In the paper’s abstract, the researchers clarify further that “Verbal anti-Semitism is based on 1. Collective discrimination; 2. Fixation (by stereotypes) and 3. Devaluation of Jews.”

Schwarz-Friesel said she also considered as anti-Semitic letters that analogized Jewish or Israeli behavior to that of the Nazis.

As a linguist, Schwarz-Friesel sought to decode the classical anti-Semitism that was often hidden in the language of the emails. Schwarz-Friesel says her skills enable her to identify anti-Semitic intent that’s often deliberately obscured. She cites a letter from a professor that opens this way: “You people have a history of 2,000 years…” The letter then goes on to criticize Israel. In this way, according to Schwarz-Friesel, the writer brands Jews as historically evil.

Yehuda Bauer, professor of Holocaust studies at Hebrew University and academic advisor to Yad Vashem, praised the study’s methodology as unique. “Such an in-depth research based on language analyzing has not existed yet,” he said.

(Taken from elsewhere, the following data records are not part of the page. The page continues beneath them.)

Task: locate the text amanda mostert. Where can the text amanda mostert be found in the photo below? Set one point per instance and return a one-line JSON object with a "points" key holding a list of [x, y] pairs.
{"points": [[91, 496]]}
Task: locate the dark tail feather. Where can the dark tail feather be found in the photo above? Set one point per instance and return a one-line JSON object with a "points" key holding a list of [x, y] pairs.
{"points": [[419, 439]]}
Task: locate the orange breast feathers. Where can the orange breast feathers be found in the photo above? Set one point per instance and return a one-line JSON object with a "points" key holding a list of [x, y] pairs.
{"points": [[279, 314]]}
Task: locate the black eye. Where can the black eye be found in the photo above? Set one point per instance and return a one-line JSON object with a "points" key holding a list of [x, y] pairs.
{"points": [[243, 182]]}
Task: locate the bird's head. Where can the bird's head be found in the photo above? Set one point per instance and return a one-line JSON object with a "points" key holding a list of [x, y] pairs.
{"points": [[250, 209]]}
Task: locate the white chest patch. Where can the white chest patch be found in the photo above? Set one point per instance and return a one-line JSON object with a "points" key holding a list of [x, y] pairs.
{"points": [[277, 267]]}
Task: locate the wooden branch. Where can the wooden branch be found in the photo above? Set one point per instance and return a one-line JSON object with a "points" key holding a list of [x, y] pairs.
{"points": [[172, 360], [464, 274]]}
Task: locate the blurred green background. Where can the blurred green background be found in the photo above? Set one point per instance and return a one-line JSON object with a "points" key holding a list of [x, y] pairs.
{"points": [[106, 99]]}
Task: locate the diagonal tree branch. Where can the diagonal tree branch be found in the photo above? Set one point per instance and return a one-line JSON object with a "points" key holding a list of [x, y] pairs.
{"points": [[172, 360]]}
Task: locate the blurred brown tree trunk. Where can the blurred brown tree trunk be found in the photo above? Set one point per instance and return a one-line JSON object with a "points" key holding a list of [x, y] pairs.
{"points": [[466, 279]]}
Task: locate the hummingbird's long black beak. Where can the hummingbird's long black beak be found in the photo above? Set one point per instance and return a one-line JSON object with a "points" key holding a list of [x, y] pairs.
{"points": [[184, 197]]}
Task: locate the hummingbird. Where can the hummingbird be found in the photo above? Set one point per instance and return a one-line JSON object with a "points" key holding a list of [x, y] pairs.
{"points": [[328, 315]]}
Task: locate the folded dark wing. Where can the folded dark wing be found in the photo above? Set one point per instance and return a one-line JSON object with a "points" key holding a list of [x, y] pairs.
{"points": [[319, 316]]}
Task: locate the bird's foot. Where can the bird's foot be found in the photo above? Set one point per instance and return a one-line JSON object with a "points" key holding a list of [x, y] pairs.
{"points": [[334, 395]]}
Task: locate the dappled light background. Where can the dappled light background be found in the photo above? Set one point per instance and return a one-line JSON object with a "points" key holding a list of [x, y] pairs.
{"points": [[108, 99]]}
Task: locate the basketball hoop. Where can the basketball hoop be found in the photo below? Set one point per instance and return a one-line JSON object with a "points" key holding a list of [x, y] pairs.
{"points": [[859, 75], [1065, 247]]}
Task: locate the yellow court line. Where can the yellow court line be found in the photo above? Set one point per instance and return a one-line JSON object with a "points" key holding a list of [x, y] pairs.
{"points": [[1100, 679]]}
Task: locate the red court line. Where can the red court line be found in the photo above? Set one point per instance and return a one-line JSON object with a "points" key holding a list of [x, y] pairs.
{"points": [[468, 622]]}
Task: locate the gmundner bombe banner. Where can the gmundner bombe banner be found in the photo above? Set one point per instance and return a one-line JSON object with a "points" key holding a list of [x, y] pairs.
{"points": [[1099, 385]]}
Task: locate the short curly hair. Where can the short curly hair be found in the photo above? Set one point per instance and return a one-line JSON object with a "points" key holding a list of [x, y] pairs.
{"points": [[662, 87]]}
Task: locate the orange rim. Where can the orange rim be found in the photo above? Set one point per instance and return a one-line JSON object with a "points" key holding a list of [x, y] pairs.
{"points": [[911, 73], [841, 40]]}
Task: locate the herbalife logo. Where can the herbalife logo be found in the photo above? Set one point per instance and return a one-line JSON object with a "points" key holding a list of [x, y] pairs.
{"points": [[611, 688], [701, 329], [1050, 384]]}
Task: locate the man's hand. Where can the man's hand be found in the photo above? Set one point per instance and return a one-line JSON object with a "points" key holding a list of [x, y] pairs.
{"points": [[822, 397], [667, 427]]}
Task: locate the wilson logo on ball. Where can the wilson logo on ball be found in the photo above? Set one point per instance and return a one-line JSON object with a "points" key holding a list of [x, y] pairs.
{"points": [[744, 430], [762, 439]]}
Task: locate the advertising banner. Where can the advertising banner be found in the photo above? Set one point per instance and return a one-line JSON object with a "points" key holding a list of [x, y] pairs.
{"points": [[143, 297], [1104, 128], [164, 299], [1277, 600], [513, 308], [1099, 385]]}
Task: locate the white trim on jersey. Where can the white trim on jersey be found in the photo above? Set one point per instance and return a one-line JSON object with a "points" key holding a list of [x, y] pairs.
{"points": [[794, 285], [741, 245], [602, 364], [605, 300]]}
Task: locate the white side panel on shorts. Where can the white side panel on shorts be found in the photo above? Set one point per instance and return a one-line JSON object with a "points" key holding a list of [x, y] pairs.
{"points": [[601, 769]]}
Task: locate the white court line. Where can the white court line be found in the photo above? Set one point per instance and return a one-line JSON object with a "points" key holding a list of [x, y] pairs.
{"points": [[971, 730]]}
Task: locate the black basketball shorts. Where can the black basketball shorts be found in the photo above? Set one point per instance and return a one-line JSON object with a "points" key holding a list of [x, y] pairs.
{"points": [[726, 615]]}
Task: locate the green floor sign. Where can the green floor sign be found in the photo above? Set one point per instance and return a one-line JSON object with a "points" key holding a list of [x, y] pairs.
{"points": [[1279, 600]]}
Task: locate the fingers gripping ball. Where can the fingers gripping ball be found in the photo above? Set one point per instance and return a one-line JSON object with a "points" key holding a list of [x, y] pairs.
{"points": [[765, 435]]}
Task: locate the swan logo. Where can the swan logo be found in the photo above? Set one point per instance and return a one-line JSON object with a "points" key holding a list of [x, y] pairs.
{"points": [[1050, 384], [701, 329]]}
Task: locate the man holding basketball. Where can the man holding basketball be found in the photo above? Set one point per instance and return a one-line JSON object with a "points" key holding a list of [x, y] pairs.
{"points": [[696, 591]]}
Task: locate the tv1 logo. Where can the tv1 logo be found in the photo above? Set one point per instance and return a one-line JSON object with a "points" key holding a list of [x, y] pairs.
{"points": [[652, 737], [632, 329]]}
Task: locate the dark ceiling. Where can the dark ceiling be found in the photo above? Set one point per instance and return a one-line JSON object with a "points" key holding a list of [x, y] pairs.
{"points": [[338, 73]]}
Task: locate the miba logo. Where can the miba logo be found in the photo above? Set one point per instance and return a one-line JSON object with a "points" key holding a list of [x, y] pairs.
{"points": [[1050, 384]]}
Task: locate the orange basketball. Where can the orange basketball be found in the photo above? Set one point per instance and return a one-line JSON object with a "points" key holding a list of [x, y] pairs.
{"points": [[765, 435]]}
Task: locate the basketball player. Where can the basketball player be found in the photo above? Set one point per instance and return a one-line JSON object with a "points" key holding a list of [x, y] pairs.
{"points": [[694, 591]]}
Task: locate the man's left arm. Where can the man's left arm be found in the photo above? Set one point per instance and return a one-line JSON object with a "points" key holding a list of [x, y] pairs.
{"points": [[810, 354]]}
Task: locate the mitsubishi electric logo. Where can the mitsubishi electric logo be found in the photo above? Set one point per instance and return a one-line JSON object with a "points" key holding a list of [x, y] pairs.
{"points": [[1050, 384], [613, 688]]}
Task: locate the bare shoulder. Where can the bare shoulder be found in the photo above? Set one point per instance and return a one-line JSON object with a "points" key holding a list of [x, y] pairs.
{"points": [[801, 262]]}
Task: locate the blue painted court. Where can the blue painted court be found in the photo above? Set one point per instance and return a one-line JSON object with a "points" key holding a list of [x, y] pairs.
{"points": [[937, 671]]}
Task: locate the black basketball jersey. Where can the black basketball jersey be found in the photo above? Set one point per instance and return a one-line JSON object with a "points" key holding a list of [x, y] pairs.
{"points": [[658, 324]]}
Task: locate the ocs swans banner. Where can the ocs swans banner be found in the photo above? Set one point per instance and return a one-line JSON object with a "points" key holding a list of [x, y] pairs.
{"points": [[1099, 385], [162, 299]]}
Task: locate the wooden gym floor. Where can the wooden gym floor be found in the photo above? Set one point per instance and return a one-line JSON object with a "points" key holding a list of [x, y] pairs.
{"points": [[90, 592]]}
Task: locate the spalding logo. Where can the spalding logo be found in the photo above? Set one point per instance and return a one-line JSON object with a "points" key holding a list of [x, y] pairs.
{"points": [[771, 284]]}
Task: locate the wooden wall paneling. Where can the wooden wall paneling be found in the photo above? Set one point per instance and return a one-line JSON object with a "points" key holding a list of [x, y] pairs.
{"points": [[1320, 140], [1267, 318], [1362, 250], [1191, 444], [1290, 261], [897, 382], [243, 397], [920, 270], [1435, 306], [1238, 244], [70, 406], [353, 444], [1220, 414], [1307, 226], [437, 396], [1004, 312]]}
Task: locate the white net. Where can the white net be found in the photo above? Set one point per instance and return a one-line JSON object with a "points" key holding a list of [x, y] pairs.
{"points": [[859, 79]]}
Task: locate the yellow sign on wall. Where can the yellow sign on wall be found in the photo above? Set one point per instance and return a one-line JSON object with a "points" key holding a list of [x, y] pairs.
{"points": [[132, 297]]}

The anti-Israel crowd never tires of claiming that they are not antisemitic. However, this study indicates that antisemitism is the driving force behind anti-Zionism, not the other way around.

Educated people do not as often generalize anti-Muslim feelings from the acts of a few - they bend over backwards to avoid "Islamophobia." Yet here we see that university educated Germans will use Israel as their excuse to demonize Jews, and to take the trouble to write specifically to the Central Council of Jews and not a German Zionist organization to spout their hate.

The idea of analyzing antisemitism in this way is brilliant. No doubt the ADL and other Jewish organizations in the US and elsewhere get lots of hate mail, I hope they are saving it for similar analysis.